If I had infinite amounts of leisure time, I would learn to play the guitar (a task which I have started and stopped numerous times), make jewelry, learn to sew, and write poetry.
However, many of these tasks require more than the time it takes to actually do them. These creative pursuits demand a meditative frame of mind, which sometimes takes hours to achieve. Think about it: would you be able to shift from a high-stress work assignment to writing a poem for fun without a break in between both tasks? I would be pretty impressed if you could.
For those of you that have trouble being creative, I have the perfect solution. My four-year-old cousin taught me that all anyone needs to rekindle creative spirit is to spend time with a child. Even better? Teach them a skill that will allow them to be creative, and you will find your immediately spark your own creativity.
When I was in college, I used to make beaded jewelry for myself. I even took classes at the Gem Cutters Guild of Baltimore. Putting together different color beads was a great break from the stresses (yes, stresses!) of college life. However, I hadn’t touched my bead box for at least two years when I suggested necklace-making to distract my cousin.
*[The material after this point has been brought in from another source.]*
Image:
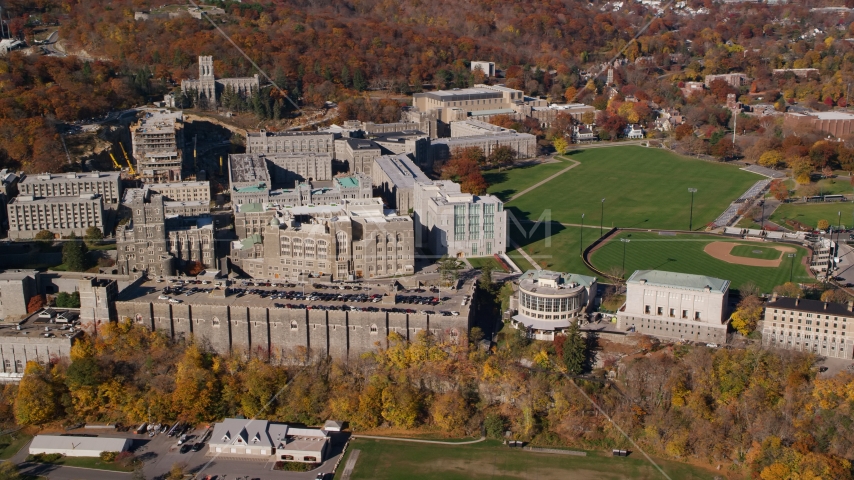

Teaching her required me to be creative because I had to explain the process in such a way that she would understand it. Helping her make the necklace required me to be creative because I had to direct her without getting in the way of her own creative process. Allowing a stuffed animal audience required my creativity because I had to accept that a pink unicorn was judging our performance.
So how was this activity my insatiable need for self-expression? Well, I really wanted to bead; I saw her as the perfect opportunity to fulfill my desire to do so. Most of the time I do want to be creative but have trouble accepting my desire; shouldn’t I be doing something more productive?
(Photo by net efekt)
I think this is a major problem in society today. People are starting to lack creativity and just drone around like zombies.
I think your post should be mandatory for all parents to encourage their children to “think” more.
I agree with Becky. Most of my favorite childhood memories aren’t of playing video games or watching TV. They are memories of playing with my friends and using our imagination to escape into other worlds.
I believe being creative IS being productive. Start beading again and throw a store section on this site. I’ll buy something for my wife 🙂
The key to being creative is not to “grow up.” Go into the living room and build a fort!